Wij beseffen allemaal dat vrede nooit verworven is, en mogen vrezen dat er wellicht altijd ergens in de wereld een oorlog is of zal zijn. Maar het oorlogsgeweld is dichter bij ons dan we gewoon zijn. We mogen van onszelf ‘hopen’ dat we dankbaar zijn en blijven voor tachtig jaar onafgebroken vrede in onze contreien.
Tweeduizend jaar geleden deed een fantastische mens ons een belofte van vrede: ‘Vrede laat ik U, mijn vrede geef ik U’.
Met die belofte heeft Hij onze hoop op vrede gewekt: ‘Geef vrede in onze dagen, en maak ons één’.
Aan de meeste vormen van menselijke hoop gaat een woord van belofte vooraf.
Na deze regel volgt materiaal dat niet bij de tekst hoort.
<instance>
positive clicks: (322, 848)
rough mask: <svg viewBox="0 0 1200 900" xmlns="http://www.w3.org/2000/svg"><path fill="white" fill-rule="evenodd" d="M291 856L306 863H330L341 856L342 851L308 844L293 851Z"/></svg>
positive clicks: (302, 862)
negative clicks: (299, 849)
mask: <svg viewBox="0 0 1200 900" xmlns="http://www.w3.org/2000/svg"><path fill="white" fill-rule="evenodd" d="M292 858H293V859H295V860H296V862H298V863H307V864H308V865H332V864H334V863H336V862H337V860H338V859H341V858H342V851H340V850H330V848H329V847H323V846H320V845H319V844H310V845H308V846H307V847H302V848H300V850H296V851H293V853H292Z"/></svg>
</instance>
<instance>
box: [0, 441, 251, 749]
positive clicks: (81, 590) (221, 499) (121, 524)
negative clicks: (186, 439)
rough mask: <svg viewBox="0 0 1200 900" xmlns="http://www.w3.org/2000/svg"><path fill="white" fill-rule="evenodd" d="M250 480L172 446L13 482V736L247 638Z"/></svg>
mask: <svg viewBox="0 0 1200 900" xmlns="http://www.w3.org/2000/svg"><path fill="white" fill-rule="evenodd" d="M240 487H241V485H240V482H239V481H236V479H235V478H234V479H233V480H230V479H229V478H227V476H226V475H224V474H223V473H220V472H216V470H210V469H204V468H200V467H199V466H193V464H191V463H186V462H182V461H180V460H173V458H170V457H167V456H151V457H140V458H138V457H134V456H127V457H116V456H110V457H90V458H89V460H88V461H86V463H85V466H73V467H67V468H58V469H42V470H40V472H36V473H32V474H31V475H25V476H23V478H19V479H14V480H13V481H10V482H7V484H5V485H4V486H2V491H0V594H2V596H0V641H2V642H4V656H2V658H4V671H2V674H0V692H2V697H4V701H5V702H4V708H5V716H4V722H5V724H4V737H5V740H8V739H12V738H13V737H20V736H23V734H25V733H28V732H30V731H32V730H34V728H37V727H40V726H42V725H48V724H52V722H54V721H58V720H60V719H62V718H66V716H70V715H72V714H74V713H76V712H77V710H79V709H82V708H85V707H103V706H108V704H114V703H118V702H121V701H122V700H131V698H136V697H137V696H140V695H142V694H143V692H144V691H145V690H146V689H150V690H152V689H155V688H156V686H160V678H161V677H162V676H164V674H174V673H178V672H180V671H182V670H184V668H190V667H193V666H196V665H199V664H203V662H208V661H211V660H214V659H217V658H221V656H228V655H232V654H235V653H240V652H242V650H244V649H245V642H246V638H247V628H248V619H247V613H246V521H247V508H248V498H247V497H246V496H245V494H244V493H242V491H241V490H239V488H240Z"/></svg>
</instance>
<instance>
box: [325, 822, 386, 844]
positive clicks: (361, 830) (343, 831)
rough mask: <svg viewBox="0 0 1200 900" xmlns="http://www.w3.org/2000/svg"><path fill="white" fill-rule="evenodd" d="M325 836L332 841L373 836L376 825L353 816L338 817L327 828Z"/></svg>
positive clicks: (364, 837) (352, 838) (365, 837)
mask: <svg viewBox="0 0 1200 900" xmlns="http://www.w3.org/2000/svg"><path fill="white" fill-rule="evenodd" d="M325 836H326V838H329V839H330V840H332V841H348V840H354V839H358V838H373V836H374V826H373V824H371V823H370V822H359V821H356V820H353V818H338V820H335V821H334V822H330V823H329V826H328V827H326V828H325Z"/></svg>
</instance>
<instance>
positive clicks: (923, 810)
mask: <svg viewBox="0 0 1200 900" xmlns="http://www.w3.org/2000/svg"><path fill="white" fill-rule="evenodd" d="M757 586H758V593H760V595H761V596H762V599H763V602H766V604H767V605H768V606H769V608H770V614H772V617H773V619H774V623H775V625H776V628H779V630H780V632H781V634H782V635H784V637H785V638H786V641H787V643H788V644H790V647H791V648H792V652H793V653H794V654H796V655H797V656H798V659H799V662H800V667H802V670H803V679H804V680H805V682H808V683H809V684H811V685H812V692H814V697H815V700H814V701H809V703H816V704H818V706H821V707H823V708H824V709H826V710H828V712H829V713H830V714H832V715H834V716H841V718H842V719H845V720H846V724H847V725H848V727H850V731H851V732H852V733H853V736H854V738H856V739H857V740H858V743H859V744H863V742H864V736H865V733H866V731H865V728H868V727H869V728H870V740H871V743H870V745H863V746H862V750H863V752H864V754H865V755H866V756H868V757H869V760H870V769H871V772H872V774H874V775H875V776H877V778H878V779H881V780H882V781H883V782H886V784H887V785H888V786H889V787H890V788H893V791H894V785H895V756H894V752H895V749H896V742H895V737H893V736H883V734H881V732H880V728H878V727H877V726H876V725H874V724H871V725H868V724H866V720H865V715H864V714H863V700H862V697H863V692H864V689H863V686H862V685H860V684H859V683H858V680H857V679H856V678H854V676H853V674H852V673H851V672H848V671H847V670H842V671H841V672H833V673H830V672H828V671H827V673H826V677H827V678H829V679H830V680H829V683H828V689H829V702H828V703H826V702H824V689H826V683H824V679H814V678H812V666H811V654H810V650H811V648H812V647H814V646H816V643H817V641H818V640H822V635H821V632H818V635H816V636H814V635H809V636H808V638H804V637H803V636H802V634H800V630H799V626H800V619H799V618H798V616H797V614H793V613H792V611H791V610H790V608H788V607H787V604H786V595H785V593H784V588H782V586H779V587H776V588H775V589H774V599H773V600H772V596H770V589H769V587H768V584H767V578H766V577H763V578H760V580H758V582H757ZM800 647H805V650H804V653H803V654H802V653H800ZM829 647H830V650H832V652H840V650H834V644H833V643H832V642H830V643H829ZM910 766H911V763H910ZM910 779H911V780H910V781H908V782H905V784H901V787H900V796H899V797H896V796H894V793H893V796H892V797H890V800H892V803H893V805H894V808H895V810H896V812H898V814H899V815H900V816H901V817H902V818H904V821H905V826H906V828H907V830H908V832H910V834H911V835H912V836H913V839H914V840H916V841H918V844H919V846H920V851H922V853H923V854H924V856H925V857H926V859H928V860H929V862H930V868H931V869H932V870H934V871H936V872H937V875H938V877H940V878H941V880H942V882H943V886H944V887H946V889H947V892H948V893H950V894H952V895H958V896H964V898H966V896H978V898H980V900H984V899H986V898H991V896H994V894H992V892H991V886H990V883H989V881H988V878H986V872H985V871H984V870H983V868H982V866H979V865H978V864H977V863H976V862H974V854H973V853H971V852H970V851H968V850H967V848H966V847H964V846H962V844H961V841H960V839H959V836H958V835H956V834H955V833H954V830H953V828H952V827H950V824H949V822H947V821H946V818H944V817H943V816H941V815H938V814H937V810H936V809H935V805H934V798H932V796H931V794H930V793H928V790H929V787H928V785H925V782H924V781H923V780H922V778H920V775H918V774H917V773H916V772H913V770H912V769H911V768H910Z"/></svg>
Woorden openen de tijd van het wachten, wekken vertrouwen in wat komt... Hoop is inderdaad niet denkbaar bij achterdocht. Daarom zou je kunnen argumenteren dat de hoop zichzelf schept. Haar verlangen is zo groot dat zij wil betrouwen op het woord van de andere, en in zekere zin dat woord wekt, oproept. Hopen is daarom het beleven van de afhankelijkheid, van de belofte van de ander, maar ook van de eigen wil. Hoop is hoop op hoop (H. Servotte, “Kleine homilie over de hoop”, in “Negen wegen van hoop” voor rector Dillemans, Leuven, 1995, 487).
Belofte en hoop. De NAVO-top die in 2008 in Boekarest werd gehouden deed een belofte van toetreding aan Georgië en Oekraïne. Merkel zwakte die belofte zo veel mogelijk af. Om de toorn van Poetin niet te wekken die de dag nadien werd verwacht in Boekarest voor een vergadering tussen de NAVO en Rusland. Het werd een kort zinnetje: ‘(op een dag) zullen Georgië en Oekraïne toetreden tot de NAVO’. Merkel moest ‘op een dag’ nog prijsgeven op aandringen van de Oost-Europese landen.
Deze belofte wekte terecht hoop bij de Oekraïners en Georgiërs, op het éne moment al meer dan het andere. Maar uiteraard werd die hoop een zeer acute verwachting op het ogenblik dat Rusland Oekraïne aanviel. Oekraïne beleeft voluit de complete afhankelijkheid van de onvoldragen belofte van de NAVO-bondgenoten, maar ook van de eigen wil om in die belofte te blijven geloven. Wij moeten onze belofte waarmaken, zonder de kans op vrede te vernietigen.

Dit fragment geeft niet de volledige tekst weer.